You get no argument from me on that. I can't help sympathizing with John's near-panic at the thought of losing either of his boys. And I can't help wondering if he'd already learned something about Sam's destiny that made him even more frantic to protect Sam by keeping him close and training him to protect himself.

John could be, had to learn to be, a one-track mind sort of person, over-focused (as Sam is, himself). He'd completely forgotten what it was like to be 13, to want to play with kids his own age, to do normal things. John had a bunker mentality, like Anne Frank's parents. He understood that for his family this is wartime, and rather than explaining it in terms Sam could grasp, understand, and believe, John just kept giving orders and tightening down control, giving Sam less and less room to stretch and grow, less information so that he could think things through, and to come to accept what needed to be done.
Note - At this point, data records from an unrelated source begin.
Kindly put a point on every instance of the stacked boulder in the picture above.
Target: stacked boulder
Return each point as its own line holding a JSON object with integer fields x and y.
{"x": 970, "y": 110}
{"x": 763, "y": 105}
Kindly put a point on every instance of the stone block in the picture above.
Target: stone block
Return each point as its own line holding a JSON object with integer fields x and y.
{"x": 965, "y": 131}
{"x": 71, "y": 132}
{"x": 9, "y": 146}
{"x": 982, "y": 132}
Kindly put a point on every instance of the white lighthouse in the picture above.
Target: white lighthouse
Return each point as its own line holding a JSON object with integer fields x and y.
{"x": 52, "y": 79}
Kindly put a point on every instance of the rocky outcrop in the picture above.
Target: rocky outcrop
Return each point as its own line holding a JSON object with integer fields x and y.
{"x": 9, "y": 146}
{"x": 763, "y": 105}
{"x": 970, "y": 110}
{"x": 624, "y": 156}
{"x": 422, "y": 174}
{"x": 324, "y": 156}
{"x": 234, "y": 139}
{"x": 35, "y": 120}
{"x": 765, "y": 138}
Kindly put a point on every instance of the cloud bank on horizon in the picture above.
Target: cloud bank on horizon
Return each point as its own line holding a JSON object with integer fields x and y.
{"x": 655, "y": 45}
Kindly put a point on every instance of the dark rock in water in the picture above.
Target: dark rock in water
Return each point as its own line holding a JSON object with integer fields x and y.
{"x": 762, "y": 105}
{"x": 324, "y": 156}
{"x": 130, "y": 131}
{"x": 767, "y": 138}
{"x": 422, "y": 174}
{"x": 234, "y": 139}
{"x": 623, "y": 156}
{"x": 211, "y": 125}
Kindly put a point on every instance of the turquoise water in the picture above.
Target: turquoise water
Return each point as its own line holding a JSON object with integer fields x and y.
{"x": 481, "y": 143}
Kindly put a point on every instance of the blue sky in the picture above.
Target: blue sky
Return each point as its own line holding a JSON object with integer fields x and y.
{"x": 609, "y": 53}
John saw Sam's rebellion as disregarding and disrespecting all the sacrifices John had made to keep him and Dean safe. It's an arrogant dismissal of John's love, something guaranteed to make a parent both hurt and angry.

It doesn't make John's actions right, but they're certainly understandable. I think it would have been impossible for Sam to accept John's tending to the injuries he'd inflicted, which is why John gave him the dignity of doing it himself. I also think John would have done it in a heartbeat, though it would have caused him great pain to do it. He would have taken the pain as the price of keeping Sam safe.

Not entirely sane, agreed. But the circumstances were always dire.